Poprzedni temat «» Następny temat
Przeprowadzka z Niemiec do Holandii!!
Autor Wiadomość
singelnl 
Super gaduła

Pomógł: 1 raz
Dołączył: 29 Sie 2009
Posty: 206
Wysłany: Pon Sty 18, 2010 9:35 pm   

100procentPL

Nie wiem jaka masz sytuacje w DE , ale jezeli zamierzasz opuscic Niemcy i zaczac prace w NL ,to mozesz sie dowiedziec co moglbys jeszcze "wyciagnac od niemieckiego urzedu pracy" :) .

Nie wiem jak to jest na dzien dzisiejszy , ale w DE jest tak ze moga ci pokryc np. koszty przeprowadzki , sfinansowac narzedzia lub to co potrzebujesz do pracy itd.

Jezeli ciebie to oczywiscie dotyczy...

:039:
 
 
m4rcin 
MODERATOR

Pomógł: 68 razy
Dołączył: 02 Cze 2008
Posty: 4159
Wysłany: Pon Sty 18, 2010 9:54 pm   

A chyba musi byc bezrobotny, ale zostac zwolnionym a nie samemu sie zwolnic?
_________________
Nie jestem zupa pomidorowa, zeby mnie wszyscy lubili ;)

"Dopóki nie skorzystałem z Internetu, nie wiedziałem, że na świecie jest tylu idiotów." S. Lem

"I kto wie... może kiedyś znajdziemy zastosowania dla komputera
z taktowanym zegarem 50 MHz procesorem centralnym?
Bill Machrone, 1991-09-24
 
 
100procentPL 
Poczatkujacy
100%PL

Wiek: 50
Dołączył: 15 Sty 2010
Posty: 15
Skąd: DE
Wysłany: Wto Sty 19, 2010 8:00 am   

singelnl napisał/a:
100procentPL

Nie wiem jaka masz sytuacje w DE , ale jezeli zamierzasz opuscic Niemcy i zaczac prace w NL ,to mozesz sie dowiedziec co moglbys jeszcze "wyciagnac od niemieckiego urzedu pracy" :)

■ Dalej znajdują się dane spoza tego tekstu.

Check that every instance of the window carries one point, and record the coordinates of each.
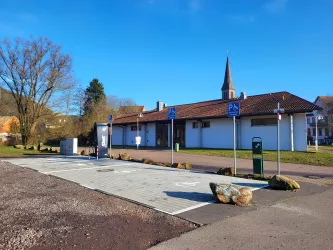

Singelnl ja w DE jestem i moge byc tylko dlatego ze prowadze tutaj samodzielna firme,place podatki i takie tam ale np.jak pojdzie mi cos zle(tfu tfu) to urzad pracy nic mi chyba nie zaproponuje...nie mam papierow ani pozwolenia na prace a jedynie pobytowe.
W dzisiejszych czasach to troche zbyt male zabezpieczenie bo sami wiemy ze dzis masz firme a jutro jej mozesz nie miec,dlatego tez robie wszytsko aby jak najdluzej utrzymac sie na rynku i gdyby nie klienci z NL i to ze mam blisko do granicy z NL....zaliczylbym padake.
Wiem ze gdybym bym w NL moglbym miec ich jeszcze wiecej poniewaz wielu nie lubi niemcow ani tez problemem sa dojazdy do DE.
Stad tez taki pomysl...ale boimy sie ze bedzie nam brakowac tych dodatkowych pieniazkow ktore tutaj w DE "leza na ulicy"....560 Euro/msc na dzieciaki i na chwile obecna doplata do wynajmowanego domu 350 Euro/msc....to chyba jest sporo ??
I to sprawia ze chyba gdybajac i dumajac nic z tego nie wyjdzie :037: :037: :039:
 
 
anja81 
Poczatkujacy

Dołączyła: 09 Lut 2009
Posty: 16
Wysłany: Wto Sty 19, 2010 2:57 pm   

[quote="caliber1973"]
100procentPL napisał/a:
Lepsze i godniejsze traktowanie naszej nacji??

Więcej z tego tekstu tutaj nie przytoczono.